Mobiler Unterricht mit offenen Türen

Auch die Kooperative Gesamtschule Neustadt misst der Bewegung eine zentrale Rolle bei. „Bewegung ist eine wichtige Voraussetzung für das Lernen“, sagt Schulleiter Burkhard Jonck. Denn sie beeinflusse die Gehirnaktivitäten positiv. „Das betrifft in der Schule alle Bereiche – innen und auch außen.“ So würde der Unterrichtsstoff jetzt nicht mehr streng in Einzelräumen vermittelt, sondern zum Beispiel in Gruppenarbeit oder in der Diskussion mit anderen – auch jahrgangsübergreifend. „Dafür stehen bei uns im wahrsten Sinne des Wortes die Türen offen“, erklärt Jonck.

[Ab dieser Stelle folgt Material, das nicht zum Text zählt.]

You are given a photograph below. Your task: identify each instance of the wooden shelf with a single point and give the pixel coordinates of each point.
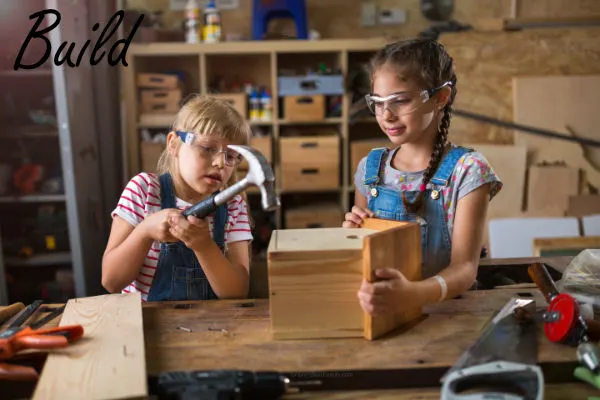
(33, 198)
(40, 260)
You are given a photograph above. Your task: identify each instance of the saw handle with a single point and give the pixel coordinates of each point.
(542, 279)
(202, 208)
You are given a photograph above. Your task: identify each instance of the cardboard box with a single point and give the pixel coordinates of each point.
(304, 108)
(314, 275)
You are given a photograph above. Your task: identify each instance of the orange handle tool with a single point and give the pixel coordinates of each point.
(10, 372)
(50, 338)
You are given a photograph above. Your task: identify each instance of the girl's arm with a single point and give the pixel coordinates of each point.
(467, 239)
(228, 276)
(124, 255)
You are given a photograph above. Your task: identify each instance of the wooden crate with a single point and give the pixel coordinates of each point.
(158, 81)
(314, 275)
(160, 101)
(320, 215)
(239, 101)
(304, 108)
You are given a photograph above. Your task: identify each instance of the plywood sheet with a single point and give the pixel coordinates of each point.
(109, 362)
(561, 104)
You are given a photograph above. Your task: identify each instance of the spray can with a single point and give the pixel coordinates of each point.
(212, 23)
(192, 22)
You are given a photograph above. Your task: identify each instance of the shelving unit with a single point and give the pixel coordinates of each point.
(262, 61)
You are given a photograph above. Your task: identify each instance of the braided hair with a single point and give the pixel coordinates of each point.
(427, 61)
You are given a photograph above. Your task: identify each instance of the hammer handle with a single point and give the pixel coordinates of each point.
(202, 208)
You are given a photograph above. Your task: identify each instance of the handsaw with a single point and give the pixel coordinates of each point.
(502, 363)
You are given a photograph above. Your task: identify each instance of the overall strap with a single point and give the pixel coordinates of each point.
(373, 165)
(167, 192)
(444, 171)
(220, 222)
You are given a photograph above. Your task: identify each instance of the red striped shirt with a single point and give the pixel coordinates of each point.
(141, 198)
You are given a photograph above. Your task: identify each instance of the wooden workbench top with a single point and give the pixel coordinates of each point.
(418, 355)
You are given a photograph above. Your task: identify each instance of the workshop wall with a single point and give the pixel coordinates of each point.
(342, 18)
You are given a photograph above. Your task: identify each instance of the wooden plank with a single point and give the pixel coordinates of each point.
(564, 245)
(536, 104)
(109, 362)
(398, 248)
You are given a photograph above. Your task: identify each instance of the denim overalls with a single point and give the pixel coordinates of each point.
(387, 203)
(179, 275)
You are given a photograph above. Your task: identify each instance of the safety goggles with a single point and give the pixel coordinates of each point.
(232, 158)
(401, 103)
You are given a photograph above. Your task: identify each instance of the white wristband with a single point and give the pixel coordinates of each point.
(444, 287)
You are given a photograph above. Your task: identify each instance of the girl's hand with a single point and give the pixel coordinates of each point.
(156, 226)
(393, 294)
(193, 232)
(354, 218)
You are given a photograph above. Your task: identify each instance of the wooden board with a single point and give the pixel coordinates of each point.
(247, 342)
(555, 103)
(564, 245)
(398, 247)
(109, 362)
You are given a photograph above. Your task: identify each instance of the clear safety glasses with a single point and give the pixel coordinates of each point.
(232, 158)
(401, 103)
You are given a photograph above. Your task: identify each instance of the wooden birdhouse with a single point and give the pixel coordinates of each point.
(315, 274)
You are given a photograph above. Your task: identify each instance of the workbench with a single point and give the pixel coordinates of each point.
(409, 362)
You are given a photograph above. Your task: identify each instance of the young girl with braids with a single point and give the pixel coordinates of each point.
(422, 178)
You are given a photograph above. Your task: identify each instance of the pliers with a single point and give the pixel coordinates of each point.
(20, 336)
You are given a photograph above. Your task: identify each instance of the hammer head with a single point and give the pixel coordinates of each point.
(259, 174)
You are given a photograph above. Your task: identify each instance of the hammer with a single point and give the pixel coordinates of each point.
(259, 174)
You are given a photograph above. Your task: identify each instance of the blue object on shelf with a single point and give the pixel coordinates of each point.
(264, 11)
(329, 85)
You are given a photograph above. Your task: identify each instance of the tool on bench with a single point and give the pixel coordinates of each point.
(8, 312)
(221, 385)
(502, 363)
(259, 174)
(21, 336)
(563, 323)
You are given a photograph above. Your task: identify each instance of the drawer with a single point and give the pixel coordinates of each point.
(361, 148)
(262, 144)
(310, 150)
(330, 85)
(305, 177)
(158, 81)
(304, 108)
(150, 153)
(160, 101)
(321, 215)
(239, 101)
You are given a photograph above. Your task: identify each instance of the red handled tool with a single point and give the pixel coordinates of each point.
(19, 337)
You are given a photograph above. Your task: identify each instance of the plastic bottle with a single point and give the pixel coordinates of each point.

Skaten auf dem Schulhof begeistert viele Jungen und Mädchen. Foto: iStock - lzf

Vielfältiges Angebot für mehr Bewegung

Zwei Sportplätze, eine Hügellandschaft, ein Inliner- und Skater-Park: Vor der Ganztagsschule bietet das zehn Hektar große Außengelände den 1500 Schülerinnen und Schülern jede Menge Möglichkeiten, sich zu bewegen. Vor allem in der Hügellandschaft könnten sich die Kinder und Jugendlichen selbstständig Felder abstecken und sportlich-spielerisch messen. Jonck: „Die Gestaltung des Außenraums stellt eine Verbindung der Innen- und Außenräume her. Dadurch entsteht ein Bewegungs- und Gesamtlernraum.“ Bei der Planung und Entwicklung der „Bewegten Schule“ könne die KGS auf die Unterstützung der Stadt Neustadt am Rübenberge mit ihren Fachdiensten zählen, lobt Jonck.

Projekt mit vielen Partnern

Die „Bewegte, gesunde Schule“ ist ein Projekt des Niedersächsischen Kultusministeriums. Kooperationspartner sind der Gemeinde-Unfallversicherungsverband Hannover und die Landesunfallkasse Niedersachsen, die Landesvereinigung für Gesundheit und die Akademie für Sozialmedizin Niedersachsen e. V., der Braunschweigische Gemeinde-Unfallversicherungsverband, die AOK Niedersachsen, die hkk Handelskrankenkasse und der Landessportbund Niedersachsen e. V.